AlignGuard-LoRA: A New Regularization Method That Combines Efficient Fine-Tuning And Safety Preservation
3 main points
✔️ LoRA fine-tuning is efficient, but has challenges that can compromise safety and ethical alignment
✔️ Proposed method AlignGuard-LoRA separates updates with Fisher regularization and geodesic distance-based collision avoidance
✔️ Experiments show reduced toxicity and bias while maintaining task performance, Safety improvements of up to 50
AlignGuard-LoRA: Alignment-Preserving Fine-Tuning via Fisher-Guided Decomposition and Riemannian-Geodesic Collision Regularization
written by Amitava Das, Abhilekh Borah, Vinija Jain, Aman Chadha
(Submitted on 4 Aug 2025)
Comments: Published on arxiv.
Subjects: Machine Learning (cs.LG); Artificial Intelligence (cs.AI)
The images used in this article are from the paper, the introductory slides, or were created based on them.
Summary
Low-rank adaptation (LoRA), widely used for fine-tuning large language models, has the advantage of being efficient and requiring low computational resources.
At the same time, however, it has a noticeable problem of compromising "alignment," which preserves safety and ethical constraints.
Specifically, increased toxicity statements, over-rejection, and worsening bias occur, which reduce the reliability of the model.
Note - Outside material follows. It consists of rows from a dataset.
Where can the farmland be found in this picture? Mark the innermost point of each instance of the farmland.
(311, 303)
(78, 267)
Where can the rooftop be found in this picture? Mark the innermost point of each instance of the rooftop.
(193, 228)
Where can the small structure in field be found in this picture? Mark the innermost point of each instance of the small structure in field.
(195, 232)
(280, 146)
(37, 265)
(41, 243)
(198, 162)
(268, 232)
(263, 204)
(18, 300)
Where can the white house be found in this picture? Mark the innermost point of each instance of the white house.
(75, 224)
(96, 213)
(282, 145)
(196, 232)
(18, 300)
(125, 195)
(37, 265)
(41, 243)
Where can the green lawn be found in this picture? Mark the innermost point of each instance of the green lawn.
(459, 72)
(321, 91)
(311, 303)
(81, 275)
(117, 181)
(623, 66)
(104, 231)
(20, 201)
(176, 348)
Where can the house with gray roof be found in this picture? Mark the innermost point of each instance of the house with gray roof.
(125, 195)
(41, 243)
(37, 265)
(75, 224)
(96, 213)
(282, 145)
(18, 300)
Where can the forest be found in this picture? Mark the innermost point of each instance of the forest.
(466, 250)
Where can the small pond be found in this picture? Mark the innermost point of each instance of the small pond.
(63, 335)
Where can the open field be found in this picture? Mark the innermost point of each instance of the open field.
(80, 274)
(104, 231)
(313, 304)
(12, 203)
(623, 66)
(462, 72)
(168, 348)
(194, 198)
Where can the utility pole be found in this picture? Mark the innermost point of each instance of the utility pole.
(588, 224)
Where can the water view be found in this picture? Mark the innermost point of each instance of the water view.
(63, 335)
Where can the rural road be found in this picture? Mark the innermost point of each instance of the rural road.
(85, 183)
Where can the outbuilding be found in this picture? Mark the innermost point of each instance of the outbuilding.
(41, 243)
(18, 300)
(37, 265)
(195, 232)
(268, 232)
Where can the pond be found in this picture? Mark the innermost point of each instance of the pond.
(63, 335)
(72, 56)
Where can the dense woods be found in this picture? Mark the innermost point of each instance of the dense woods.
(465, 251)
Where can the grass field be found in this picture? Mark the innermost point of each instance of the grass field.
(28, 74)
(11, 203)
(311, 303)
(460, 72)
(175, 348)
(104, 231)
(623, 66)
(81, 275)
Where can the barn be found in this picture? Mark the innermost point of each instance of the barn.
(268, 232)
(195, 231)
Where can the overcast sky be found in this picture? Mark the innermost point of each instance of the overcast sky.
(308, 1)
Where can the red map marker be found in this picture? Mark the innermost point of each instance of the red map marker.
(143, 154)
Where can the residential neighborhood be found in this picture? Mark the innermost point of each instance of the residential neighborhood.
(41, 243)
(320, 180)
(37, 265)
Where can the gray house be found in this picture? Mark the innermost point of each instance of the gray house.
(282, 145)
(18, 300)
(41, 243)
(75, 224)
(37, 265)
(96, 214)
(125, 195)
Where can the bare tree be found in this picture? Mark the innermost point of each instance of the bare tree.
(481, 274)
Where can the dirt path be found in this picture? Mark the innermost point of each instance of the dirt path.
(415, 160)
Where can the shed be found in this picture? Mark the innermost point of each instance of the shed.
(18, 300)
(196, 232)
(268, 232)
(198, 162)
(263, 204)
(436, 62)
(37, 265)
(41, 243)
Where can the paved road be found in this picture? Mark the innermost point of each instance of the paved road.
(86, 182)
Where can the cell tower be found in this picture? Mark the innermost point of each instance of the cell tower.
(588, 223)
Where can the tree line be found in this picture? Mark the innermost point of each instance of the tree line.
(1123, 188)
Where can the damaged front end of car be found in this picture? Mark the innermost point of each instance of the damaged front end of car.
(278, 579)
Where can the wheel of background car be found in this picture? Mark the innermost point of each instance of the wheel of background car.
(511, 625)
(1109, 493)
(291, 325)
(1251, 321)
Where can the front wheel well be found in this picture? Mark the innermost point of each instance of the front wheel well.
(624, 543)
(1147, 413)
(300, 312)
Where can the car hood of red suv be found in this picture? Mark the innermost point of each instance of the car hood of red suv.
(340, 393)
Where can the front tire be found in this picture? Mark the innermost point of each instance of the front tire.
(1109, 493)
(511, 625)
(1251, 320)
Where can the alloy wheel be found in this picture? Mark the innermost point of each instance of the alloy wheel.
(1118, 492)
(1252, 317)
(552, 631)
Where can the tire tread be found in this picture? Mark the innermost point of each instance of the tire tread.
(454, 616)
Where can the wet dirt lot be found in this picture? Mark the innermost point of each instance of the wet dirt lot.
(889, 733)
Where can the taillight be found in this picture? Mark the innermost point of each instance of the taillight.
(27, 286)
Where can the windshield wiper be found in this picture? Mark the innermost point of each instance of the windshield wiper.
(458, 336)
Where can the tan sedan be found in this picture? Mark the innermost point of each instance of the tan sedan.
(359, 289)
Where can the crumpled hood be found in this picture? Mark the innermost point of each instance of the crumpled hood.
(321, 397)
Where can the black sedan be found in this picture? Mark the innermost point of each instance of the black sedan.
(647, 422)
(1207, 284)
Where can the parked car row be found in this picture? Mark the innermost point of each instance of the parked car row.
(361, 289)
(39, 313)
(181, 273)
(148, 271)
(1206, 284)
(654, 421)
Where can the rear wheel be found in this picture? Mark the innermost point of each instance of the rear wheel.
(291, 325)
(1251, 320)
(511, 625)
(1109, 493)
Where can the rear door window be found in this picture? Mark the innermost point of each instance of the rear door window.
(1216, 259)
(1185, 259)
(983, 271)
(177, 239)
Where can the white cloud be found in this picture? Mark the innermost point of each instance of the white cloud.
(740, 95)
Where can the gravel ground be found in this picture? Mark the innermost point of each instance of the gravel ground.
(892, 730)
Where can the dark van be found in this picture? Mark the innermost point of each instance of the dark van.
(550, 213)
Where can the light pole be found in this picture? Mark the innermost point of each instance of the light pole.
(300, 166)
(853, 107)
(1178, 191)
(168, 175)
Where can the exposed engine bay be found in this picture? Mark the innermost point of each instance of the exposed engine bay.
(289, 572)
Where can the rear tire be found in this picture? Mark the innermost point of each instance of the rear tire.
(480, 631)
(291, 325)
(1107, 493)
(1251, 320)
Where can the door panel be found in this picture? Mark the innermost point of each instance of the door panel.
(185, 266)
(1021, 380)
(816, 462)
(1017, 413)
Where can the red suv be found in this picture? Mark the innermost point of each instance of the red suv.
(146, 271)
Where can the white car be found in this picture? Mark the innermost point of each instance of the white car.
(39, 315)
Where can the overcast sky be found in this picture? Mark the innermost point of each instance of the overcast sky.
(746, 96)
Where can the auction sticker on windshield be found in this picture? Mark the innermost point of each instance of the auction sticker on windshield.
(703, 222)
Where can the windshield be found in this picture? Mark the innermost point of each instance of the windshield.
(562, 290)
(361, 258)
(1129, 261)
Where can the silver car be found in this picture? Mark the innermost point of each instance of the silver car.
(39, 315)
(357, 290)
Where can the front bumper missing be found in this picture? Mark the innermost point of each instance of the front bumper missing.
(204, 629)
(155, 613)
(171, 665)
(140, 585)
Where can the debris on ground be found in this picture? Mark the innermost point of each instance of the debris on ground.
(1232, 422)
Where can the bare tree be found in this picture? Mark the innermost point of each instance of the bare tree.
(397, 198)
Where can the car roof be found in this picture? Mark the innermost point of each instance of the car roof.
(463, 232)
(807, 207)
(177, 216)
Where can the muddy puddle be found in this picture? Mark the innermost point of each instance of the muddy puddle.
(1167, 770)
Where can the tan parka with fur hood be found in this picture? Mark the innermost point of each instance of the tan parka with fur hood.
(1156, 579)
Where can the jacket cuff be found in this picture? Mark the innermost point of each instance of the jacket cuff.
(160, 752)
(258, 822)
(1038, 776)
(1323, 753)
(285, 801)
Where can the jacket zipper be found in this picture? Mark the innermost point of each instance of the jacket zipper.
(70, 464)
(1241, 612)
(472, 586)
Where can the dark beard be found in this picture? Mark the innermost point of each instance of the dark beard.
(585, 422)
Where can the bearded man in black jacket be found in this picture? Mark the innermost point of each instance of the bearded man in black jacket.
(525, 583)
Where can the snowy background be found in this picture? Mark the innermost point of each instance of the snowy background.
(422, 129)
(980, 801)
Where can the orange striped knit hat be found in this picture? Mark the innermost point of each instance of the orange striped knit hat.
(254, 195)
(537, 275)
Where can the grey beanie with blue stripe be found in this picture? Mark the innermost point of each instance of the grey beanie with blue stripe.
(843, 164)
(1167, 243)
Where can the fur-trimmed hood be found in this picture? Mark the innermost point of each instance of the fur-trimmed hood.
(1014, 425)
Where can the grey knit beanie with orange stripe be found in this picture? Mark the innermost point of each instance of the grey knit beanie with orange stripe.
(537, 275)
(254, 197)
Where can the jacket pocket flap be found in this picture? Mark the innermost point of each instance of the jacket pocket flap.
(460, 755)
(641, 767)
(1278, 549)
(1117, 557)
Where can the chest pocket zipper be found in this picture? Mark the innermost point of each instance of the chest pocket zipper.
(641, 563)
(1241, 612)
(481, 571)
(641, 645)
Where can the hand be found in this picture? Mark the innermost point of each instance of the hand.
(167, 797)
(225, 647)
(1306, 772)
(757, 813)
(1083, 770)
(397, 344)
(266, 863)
In this study, we propose a new framework called "AlignGuard-LoRA" to solve this problem.
AlignGuard-LoRA controls alignment-sensitive directions through regularization using the Fisher information matrix, thus achieving both task adaptation and safety preservation.
Furthermore, it geometrically separates alignment-related updates from task-related updates by stabilizing updates with task-specific regularization and introducing "collision avoidance regularization" based on Riemannian geometry and geodesic distance.
The proposed method achieves up to 50% drift suppression over conventional LoRA, demonstrating that it simultaneously improves safety and performance.
Proposed Methodology
AlignGuard-LoRA has a structure that decomposes low-rank updates by LoRA into "alignment-related components" and "task-specific components," and applies different regularizations to each.
First, a penalty based on the Fisher information matrix is added to suppress excessive updates in alignment-sensitive directions.
This facilitates the preservation of safe behaviors such as rejection accuracy and toxicity control.
Next, "trust-domain regularization" is introduced for the task-specific component to stabilize learning in the low-entropy domain.
The most important is "collision avoidance regularization.
This combines coordinate-by-coordinate interference suppression by Riemannian distance and geometric separation of directions by geodesic distance to prevent interference between alignment and task update.
These three regularizations work in a complementary manner, aiming at both task adaptation and safety preservation.
They mitigate the trade-off seen in conventional LoRA, where safety is reduced in exchange for improved task accuracy, and allow fine-tuning that does not disrupt alignment while maintaining efficient learning at low ranks.
Experiments
Experiments compared standard LoRA, the proposed AlignGuard-LoRA, and full fine-tuning of all parameters using the LLaMA 3 (7B) model.
Evaluation metrics included general tasks such as GLUE and SuperGLUE, as well as safety and robustness benchmarks such as HELM and AdvGLUE, as well as toxicity (RealToxicityPrompts), rejection behavior (OR-Bench), and bias (CrowS-Pairs, BBQ) A multifaceted set of criteria was used.
As a result, AlignGuard-LoRA significantly reduced toxicity and bias and retained rejection accuracy compared to standard LoRA.
In particular, the full version, with the addition of collision avoidance regularization, showed performance comparable to or better than full fine-tuning, while also maintaining its superiority in safety metrics.
In addition, sequential ablation experiments confirmed that the Fisher-based, task-specific, and collision avoidance regularizations are each effective on their own, and that they exhibit synergistic effects when combined.
Furthermore, in a new benchmark called DRIFTCHECK, AlignGuard demonstrated a 50% reduction in safety degradation, demonstrating its effectiveness as a fine-tuning method in safety-critical areas.